Teaching Part-Part-Whole from Numbers to Algebra
Part-part-whole is one of the most important structures in all of math. It's the simple idea that two parts combine to make a whole, and that the whole can be broken back into its parts. Students meet it first with whole numbers, then carry it into fractions, and eventually into algebra, even though it rarely gets named as the same idea each time. When students can see that one structure underneath all three, new topics feel less like starting over and more like an extension of something they already understand.
How Switch-Its build part-part-whole
Turning that structure into something students can hold is where Switch-Its magnetic dry-erase blocks come in, letting you write two parts on separate blocks and join them to a whole block, then wipe and rewrite as the math gets more advanced.
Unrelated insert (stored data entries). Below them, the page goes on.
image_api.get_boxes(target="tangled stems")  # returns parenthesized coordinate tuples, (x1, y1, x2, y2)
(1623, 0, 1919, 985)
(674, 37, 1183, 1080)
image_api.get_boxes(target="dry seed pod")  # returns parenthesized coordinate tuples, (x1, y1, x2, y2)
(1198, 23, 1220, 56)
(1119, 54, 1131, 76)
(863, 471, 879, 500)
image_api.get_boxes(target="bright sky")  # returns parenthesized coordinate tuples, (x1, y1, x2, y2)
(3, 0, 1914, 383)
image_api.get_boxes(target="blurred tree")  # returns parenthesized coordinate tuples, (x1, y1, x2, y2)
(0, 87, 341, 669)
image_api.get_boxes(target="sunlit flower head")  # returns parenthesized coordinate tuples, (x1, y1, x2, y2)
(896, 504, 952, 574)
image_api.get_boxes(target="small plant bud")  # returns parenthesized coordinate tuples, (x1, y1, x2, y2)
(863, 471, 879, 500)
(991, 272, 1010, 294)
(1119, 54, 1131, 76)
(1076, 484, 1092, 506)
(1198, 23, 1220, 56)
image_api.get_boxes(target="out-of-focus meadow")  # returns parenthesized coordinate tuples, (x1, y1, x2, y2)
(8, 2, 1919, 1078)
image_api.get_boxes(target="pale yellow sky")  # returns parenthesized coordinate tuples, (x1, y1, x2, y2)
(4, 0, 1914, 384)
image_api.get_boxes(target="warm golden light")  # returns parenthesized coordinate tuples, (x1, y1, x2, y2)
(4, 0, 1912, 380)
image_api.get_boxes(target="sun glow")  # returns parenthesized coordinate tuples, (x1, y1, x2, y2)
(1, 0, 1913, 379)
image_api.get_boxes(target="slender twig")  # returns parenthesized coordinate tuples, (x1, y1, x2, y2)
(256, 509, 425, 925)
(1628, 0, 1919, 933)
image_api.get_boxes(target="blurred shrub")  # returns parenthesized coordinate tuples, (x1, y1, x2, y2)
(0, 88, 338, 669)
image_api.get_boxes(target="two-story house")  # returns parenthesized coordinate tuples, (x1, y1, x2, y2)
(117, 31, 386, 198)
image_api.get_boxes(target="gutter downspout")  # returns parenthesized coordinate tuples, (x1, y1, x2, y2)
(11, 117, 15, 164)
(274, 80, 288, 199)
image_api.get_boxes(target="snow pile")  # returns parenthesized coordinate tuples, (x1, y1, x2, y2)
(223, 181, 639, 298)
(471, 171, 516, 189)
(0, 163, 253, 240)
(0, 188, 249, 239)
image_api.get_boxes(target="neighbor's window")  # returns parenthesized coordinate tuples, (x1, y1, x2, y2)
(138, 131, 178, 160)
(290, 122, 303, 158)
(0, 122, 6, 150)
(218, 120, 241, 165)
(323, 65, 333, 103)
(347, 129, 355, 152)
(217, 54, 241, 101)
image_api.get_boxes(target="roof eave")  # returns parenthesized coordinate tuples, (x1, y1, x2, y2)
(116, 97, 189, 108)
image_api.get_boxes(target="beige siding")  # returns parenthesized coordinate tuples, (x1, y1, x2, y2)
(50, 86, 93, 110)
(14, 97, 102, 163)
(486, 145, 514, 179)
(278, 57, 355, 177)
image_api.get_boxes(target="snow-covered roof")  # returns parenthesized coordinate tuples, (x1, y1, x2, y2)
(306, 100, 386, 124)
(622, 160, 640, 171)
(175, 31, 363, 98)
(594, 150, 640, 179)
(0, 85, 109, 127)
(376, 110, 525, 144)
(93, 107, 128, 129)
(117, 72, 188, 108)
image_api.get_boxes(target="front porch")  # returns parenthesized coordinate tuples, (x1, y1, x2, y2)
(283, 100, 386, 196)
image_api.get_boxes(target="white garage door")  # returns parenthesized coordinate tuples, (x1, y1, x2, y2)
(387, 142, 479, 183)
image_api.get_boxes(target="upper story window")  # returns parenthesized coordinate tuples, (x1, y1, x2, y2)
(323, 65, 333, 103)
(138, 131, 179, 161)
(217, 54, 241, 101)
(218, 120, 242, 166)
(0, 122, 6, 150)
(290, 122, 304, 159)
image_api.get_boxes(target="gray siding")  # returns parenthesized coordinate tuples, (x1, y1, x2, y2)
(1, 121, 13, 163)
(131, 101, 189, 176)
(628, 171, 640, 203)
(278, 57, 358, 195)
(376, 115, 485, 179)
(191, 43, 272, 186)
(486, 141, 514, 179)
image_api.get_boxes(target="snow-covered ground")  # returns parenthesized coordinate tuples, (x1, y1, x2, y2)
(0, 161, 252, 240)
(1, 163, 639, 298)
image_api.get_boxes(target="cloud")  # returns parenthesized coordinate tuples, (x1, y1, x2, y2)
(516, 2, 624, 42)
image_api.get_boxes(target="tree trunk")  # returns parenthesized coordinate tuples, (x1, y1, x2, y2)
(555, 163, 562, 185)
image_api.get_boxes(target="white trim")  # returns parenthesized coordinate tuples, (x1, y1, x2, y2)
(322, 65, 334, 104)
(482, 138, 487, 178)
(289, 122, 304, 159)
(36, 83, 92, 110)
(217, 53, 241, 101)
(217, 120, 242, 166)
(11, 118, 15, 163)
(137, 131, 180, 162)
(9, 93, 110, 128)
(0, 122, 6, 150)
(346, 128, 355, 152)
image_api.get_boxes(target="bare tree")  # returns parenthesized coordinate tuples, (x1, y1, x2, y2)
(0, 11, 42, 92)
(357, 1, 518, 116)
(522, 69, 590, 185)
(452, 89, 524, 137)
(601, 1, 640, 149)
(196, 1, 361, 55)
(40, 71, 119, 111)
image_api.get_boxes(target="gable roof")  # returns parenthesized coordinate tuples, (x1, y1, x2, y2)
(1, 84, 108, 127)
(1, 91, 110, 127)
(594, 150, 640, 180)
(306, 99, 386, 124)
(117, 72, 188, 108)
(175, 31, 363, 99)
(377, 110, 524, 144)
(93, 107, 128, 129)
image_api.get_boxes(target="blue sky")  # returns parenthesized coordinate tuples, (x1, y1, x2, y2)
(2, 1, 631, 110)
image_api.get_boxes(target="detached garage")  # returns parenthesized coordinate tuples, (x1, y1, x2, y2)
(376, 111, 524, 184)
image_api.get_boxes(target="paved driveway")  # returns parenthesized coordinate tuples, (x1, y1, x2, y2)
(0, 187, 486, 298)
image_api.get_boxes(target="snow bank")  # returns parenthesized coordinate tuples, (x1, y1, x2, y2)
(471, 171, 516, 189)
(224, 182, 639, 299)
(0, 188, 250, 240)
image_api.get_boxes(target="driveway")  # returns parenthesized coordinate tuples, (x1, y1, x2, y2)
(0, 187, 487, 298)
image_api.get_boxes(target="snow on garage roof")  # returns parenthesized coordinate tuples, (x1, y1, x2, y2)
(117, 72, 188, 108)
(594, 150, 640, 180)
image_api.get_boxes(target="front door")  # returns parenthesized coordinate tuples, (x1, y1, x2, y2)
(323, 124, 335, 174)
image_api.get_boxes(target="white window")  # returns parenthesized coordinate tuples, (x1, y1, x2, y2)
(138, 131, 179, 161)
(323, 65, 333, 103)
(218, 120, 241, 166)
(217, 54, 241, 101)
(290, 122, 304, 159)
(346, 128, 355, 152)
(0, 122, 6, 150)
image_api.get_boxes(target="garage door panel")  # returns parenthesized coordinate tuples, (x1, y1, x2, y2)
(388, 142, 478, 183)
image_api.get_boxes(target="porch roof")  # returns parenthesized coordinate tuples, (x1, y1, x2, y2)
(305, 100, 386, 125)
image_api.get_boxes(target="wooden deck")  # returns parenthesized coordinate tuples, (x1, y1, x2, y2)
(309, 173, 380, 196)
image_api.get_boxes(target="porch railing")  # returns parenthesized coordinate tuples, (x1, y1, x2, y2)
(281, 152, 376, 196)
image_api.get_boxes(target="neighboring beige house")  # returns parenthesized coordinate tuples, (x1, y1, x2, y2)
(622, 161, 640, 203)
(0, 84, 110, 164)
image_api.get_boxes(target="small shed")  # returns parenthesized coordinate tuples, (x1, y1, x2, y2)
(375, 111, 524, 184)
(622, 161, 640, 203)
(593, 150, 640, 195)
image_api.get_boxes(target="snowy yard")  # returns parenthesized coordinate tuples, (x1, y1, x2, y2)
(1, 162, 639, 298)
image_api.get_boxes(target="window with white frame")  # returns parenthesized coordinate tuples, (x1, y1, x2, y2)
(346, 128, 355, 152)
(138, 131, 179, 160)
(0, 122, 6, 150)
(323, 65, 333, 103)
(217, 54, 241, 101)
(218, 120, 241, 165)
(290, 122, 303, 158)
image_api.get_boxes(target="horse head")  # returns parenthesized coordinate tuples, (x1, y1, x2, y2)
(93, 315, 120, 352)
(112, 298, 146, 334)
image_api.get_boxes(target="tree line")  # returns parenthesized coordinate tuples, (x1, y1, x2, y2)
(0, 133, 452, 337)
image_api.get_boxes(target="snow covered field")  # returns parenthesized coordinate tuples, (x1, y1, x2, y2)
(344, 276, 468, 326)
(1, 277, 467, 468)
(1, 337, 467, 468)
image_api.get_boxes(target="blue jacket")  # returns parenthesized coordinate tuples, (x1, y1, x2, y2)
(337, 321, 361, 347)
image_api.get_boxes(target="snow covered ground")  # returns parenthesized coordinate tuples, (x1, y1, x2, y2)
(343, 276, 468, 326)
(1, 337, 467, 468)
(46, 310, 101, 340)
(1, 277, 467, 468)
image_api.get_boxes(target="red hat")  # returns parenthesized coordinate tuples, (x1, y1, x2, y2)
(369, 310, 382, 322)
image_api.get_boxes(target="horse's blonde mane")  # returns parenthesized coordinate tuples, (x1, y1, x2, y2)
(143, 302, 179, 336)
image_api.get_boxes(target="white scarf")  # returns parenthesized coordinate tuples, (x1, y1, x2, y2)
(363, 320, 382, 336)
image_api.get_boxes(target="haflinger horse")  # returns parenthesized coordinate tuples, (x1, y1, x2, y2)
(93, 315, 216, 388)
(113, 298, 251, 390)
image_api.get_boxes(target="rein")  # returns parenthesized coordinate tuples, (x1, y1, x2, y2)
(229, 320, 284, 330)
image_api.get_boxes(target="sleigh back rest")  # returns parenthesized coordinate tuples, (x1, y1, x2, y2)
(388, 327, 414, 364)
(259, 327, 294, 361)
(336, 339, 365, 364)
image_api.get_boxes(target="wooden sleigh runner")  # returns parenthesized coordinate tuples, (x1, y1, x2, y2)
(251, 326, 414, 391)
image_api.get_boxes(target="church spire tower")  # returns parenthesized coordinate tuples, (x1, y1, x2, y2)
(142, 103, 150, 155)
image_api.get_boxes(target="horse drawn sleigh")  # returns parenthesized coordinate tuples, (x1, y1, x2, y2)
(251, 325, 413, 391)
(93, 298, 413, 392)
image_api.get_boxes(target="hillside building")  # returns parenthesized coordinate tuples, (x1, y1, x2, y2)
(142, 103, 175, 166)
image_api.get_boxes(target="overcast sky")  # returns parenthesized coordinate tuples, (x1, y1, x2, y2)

Because the structure stays fixed while the contents change, students hold the identical part-part-whole relationship whether they're working with numbers, fractions, or expressions.

Start with whole numbers
Two part blocks combine into one whole. 3 and 2 make 5, and students can physically pull the whole apart to see the parts that built it.

Move into fractions
The same structure holds. One-fifth and three-fifths combine to make four-fifths, so fractions read as the part-part-whole relationship students already know.

Extend to algebra
The structure carries all the way up. 2x and 7 combine to make 2x+7, showing students that algebraic expressions follow the very same logic.
Returning to the opening question, the answer is to keep one structure constant and let the contents grow with the student, so part-part-whole becomes a thread that runs from first addition facts through algebra rather than three separate topics. When students can hold that relationship in their hands at every stage, each new layer of math connects back to something they already understand.